Ah! Hercule Poirot, mon ami! Wie schön, Sie wiederzusehen!

von | 14.01.2017 | Belletristik, Buchpranger

Hercule Poirot ist zurück! Eine der bekanntesten und beliebtesten Figuren der Queen of Crime (Königin des Verbrechens) hat eine neue Autorin gefunden. Sophie Hannah legt mit „Der offene Sarg“ bereits ihren zweiten Poirot-Roman vor. Zeilenschwimmerin Ronja wollte wissen, ob da, wo Agatha Christie draufsteht, auch Agatha Christie drinsteckt.

Inspector Catchpool erhält eine Einladung auf den Landsitz von Lady Athelinda Playford und trifft dort nicht nur auf eine bizarre Hausgemeinschaft, sondern auch auf seinen Freund Hercule Poirot. Schnell erkennen die beiden Ermittler, dass sie nicht ohne Grund eingeladen wurden. Mord. Das steht für Poirot schnell fest. Doch Mord an wem?
Beim Abendessen eröffnet Lady Playford ihren Kindern, dass sie sie enterben wird. Stattdessen soll ihr todkranker Sekretär alles bekommen. Die Empörung ist auf allen Seiten groß. Poirot weiß, der Mord steht kurz bevor. Bloß rechnet niemand damit, dass es ausgerechnet den Sekretär treffen würde.

Agatha Christie war eine fleißige Autorin. Seit Jahren bin ich dabei, ihre sämtlichen Kriminalromane und Kurzgeschichten zu lesen, und habe immer noch einige vor mir. Ein Ende ist natürlich dennoch absehbar. Wie schön ist es da, von einem „neuen Agatha Christie“ zu hören. Erfreulicherweise kann „Der offene Sarg“ wirklich als neuer Agatha Christie bezeichnet werden. Sophie Hannah ist – wie es in ihrer Kurzbiographie steht – eine „leidenschaftliche Verehrerin“ der Queen of Crime und das merkt man dem Roman an.

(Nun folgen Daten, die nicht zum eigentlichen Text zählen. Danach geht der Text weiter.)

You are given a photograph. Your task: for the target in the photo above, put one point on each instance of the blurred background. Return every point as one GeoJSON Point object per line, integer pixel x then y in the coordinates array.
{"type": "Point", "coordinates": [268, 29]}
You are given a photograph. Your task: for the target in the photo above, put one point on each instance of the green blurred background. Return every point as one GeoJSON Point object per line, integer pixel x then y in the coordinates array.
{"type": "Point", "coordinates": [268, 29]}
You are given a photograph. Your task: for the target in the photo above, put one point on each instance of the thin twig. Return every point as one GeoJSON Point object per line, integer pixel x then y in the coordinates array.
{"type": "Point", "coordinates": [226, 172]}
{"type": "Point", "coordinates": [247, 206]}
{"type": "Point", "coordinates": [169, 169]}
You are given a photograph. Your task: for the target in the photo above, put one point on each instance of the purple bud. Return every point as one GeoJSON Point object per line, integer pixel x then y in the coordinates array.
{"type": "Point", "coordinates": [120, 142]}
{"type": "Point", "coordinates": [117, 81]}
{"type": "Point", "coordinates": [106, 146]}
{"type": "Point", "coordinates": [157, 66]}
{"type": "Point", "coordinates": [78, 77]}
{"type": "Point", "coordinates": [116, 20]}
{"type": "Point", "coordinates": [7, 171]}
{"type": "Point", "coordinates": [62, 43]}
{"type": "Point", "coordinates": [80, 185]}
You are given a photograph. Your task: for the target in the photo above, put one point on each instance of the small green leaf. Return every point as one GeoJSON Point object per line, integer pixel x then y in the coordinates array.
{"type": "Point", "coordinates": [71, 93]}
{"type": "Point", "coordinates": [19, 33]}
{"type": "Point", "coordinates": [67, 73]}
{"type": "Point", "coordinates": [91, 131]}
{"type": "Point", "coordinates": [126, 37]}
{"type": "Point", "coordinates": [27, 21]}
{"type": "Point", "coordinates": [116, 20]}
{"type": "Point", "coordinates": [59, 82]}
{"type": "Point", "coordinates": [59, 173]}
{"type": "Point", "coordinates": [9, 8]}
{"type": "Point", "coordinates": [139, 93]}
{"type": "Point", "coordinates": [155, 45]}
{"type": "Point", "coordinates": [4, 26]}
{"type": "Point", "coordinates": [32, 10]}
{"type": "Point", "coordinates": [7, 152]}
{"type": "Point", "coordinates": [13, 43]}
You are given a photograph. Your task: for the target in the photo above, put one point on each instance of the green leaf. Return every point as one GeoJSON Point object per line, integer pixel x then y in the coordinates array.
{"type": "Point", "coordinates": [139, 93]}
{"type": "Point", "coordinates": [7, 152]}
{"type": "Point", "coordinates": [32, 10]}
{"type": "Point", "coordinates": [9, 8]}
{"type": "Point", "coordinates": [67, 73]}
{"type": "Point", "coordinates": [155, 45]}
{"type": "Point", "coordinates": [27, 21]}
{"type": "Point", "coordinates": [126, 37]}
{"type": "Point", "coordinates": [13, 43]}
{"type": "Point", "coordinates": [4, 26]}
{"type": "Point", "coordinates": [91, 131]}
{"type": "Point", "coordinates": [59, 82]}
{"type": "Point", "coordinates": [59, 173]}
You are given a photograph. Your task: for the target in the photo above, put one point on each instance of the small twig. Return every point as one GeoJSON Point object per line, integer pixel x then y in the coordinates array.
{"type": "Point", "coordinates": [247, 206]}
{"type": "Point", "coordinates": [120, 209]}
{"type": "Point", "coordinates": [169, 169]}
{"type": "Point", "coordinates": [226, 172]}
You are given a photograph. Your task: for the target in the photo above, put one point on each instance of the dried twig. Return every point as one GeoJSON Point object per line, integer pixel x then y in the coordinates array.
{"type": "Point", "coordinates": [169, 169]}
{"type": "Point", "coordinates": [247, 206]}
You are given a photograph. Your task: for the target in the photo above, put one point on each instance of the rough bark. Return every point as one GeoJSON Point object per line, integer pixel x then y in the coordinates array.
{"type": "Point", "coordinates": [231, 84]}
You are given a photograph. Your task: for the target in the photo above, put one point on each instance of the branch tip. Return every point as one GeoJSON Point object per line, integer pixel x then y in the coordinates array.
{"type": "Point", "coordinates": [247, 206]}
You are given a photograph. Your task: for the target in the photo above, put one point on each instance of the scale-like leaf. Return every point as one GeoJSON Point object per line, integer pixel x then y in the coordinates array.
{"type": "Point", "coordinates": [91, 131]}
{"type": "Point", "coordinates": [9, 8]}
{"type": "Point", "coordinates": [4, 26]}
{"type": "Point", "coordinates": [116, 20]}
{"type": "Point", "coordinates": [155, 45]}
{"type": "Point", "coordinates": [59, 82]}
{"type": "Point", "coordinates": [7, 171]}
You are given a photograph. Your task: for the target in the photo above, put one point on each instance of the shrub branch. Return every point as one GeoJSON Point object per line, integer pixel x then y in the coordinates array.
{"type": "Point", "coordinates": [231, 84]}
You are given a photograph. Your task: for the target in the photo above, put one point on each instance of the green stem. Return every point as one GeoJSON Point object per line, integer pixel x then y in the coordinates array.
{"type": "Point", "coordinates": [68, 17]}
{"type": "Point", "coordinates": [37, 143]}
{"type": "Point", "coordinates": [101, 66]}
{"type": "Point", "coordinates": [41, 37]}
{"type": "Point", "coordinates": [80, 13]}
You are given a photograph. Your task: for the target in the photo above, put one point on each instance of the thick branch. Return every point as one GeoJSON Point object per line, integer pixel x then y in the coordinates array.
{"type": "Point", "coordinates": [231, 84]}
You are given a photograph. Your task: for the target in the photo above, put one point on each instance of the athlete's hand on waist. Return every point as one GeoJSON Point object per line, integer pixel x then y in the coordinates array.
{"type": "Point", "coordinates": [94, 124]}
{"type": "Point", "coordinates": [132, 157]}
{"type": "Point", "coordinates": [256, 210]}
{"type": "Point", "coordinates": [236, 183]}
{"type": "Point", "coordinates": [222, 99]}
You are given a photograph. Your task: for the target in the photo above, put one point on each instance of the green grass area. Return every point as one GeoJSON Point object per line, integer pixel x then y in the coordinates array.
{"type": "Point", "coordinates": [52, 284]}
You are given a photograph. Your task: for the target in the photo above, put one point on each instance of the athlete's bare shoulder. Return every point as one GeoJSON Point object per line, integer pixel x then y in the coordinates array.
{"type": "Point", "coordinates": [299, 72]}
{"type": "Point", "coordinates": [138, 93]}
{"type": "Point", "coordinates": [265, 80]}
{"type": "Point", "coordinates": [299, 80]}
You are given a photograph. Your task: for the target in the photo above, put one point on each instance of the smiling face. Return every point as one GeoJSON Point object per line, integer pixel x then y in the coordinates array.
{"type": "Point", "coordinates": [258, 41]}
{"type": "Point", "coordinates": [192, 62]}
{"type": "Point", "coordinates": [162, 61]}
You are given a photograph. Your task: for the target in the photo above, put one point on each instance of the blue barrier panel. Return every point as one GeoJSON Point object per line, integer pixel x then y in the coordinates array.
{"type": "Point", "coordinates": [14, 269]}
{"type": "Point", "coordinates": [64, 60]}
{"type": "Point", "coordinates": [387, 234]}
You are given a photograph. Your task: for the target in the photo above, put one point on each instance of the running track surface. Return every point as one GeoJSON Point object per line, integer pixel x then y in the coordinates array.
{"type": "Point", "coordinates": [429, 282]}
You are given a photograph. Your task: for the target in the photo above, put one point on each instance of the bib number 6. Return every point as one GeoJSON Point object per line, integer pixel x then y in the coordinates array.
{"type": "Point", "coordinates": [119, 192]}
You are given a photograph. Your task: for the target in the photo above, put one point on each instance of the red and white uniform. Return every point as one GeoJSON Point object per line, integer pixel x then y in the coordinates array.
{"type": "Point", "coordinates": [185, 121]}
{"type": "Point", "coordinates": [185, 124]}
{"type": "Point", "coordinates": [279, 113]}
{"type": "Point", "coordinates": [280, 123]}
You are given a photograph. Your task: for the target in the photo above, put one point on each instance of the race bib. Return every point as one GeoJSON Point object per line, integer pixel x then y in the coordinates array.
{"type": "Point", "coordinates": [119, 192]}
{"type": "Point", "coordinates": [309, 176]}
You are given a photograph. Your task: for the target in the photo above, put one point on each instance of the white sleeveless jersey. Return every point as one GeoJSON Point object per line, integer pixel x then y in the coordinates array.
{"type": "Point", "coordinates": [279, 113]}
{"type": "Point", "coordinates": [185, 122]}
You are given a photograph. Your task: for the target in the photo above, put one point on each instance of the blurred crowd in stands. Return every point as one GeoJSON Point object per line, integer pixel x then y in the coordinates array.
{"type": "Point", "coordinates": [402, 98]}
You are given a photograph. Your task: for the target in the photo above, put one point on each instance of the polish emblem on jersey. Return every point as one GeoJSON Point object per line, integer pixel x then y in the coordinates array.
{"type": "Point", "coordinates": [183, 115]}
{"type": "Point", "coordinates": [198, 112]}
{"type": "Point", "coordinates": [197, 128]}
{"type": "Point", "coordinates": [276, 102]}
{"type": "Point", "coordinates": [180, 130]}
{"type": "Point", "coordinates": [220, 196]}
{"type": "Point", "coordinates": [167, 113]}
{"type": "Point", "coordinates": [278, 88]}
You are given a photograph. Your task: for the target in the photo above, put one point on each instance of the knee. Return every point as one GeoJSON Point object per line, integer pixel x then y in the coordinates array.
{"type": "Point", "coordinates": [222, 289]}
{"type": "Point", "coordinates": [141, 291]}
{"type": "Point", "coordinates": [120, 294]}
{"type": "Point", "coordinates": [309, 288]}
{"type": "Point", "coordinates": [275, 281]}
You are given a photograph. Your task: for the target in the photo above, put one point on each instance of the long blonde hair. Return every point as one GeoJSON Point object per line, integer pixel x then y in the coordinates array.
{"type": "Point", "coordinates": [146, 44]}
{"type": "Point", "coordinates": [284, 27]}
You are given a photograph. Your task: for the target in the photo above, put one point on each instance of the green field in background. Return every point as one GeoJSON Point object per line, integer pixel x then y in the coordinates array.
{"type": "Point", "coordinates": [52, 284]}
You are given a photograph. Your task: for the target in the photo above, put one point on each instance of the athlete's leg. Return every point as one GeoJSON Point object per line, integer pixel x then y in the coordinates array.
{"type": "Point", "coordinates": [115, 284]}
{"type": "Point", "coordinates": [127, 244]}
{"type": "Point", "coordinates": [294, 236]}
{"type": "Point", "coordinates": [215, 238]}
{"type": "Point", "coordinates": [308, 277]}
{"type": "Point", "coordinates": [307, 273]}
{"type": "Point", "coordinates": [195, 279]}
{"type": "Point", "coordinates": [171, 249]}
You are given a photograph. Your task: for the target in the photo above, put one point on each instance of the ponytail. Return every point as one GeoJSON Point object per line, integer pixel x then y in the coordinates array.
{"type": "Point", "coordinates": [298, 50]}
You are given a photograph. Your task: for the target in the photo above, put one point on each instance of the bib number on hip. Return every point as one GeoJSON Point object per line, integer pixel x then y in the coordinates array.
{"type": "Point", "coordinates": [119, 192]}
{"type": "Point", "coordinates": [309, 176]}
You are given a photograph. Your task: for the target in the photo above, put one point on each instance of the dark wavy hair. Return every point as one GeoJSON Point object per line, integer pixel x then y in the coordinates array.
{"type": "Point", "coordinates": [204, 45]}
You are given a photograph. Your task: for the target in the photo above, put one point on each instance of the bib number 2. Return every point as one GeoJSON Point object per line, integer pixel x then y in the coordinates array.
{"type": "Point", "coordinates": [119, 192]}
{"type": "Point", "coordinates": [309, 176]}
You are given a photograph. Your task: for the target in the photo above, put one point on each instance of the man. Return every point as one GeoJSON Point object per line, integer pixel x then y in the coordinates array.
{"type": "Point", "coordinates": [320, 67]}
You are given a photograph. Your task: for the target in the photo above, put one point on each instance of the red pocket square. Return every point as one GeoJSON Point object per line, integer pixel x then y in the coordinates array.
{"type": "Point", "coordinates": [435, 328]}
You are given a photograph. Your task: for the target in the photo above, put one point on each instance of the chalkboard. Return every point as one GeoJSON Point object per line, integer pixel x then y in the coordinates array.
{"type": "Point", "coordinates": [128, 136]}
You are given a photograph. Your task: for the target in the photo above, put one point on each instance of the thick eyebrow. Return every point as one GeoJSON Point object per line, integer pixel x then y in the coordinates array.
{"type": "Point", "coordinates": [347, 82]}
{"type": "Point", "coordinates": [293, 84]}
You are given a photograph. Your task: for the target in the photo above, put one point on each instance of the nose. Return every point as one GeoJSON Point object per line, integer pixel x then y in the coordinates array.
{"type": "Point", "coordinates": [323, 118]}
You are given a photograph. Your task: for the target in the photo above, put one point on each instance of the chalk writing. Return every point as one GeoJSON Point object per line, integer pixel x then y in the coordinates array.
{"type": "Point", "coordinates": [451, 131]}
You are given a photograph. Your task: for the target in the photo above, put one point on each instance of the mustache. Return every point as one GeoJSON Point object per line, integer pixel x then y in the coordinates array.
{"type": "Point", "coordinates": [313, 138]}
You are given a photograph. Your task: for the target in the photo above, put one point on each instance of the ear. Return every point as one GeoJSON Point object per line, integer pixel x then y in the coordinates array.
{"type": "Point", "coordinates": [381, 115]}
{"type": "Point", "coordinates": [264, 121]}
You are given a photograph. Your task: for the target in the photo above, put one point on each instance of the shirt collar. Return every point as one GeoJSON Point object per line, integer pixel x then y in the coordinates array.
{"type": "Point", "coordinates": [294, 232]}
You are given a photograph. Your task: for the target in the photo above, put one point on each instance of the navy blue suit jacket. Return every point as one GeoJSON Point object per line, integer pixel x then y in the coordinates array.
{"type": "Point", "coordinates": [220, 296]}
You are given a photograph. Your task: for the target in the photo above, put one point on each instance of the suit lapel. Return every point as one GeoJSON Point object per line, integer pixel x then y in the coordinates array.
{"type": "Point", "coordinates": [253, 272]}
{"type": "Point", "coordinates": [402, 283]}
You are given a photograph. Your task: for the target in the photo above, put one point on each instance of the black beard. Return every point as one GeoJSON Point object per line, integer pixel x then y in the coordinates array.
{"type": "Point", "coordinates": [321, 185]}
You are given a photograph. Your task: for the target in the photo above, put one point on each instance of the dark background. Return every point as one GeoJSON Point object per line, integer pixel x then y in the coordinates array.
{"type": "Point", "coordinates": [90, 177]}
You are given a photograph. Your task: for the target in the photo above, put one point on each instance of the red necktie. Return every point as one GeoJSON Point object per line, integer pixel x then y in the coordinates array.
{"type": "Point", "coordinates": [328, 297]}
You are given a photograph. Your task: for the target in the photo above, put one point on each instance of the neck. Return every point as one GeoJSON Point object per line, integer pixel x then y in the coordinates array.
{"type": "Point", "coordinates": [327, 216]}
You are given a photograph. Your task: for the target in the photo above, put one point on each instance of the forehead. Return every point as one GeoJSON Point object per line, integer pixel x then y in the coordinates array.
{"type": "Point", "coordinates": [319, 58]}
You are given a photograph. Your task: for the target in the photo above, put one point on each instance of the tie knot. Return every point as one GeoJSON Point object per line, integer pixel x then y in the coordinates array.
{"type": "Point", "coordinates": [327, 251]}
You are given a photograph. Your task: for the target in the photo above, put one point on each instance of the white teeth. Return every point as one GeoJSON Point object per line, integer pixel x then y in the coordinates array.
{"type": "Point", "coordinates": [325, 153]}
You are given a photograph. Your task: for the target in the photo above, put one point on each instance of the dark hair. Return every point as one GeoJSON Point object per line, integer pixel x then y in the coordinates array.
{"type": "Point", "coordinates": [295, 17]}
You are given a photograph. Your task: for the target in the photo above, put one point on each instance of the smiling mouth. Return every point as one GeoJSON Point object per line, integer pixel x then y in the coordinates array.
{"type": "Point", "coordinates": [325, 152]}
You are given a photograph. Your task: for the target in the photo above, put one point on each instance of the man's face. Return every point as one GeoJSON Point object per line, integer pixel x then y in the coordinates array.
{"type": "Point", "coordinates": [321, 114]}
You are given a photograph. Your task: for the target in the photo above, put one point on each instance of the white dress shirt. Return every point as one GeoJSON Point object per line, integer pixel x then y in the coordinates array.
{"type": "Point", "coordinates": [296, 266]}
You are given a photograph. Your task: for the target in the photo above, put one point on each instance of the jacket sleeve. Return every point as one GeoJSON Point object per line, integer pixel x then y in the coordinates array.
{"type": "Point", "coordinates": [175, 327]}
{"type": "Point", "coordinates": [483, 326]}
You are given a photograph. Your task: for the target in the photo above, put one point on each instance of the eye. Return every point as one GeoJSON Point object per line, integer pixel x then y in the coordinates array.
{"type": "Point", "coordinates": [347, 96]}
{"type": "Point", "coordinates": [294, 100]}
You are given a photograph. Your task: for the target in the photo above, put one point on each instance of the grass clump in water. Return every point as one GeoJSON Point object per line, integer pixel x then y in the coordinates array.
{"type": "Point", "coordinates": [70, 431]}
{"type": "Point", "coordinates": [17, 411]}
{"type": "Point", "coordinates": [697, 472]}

Poirot ist schrullig, eingebildet und genial wie eh und je. Den Fall löst er auf seine brillante Art und Weise und mit präziser Wortwahl. Poirots neuer Freund Catchpool ist Inspector bei Scotland Yard. Die beiden kennen sich wohl aus dem ersten Band von Sophie Hannah („Die Monogramm-Morde“), aber trotz kleinerer Hinweise ist der vorherige Fall zum Verständnis nicht nötig. Catchpool ist eine Art neuer Hastings, den Agatha Christie Poirot in den ersten Romanen zur Seite gestellt hatte. Er berichtet als Ich-Erzähler gewissenhaft aber auch emotional von den Geschehnissen und wundert sich nicht selten über die Eigenheiten seines genialen Freundes. Hannah trifft den Christie-Ton hervorragend, insbesondere durch die Beschreibung der Charaktere. Dabei kommt natürlich auch die Psychologie nicht zu kurz, denn ohne diese wäre dieser Fall weder sinnvoll noch aufzulösen.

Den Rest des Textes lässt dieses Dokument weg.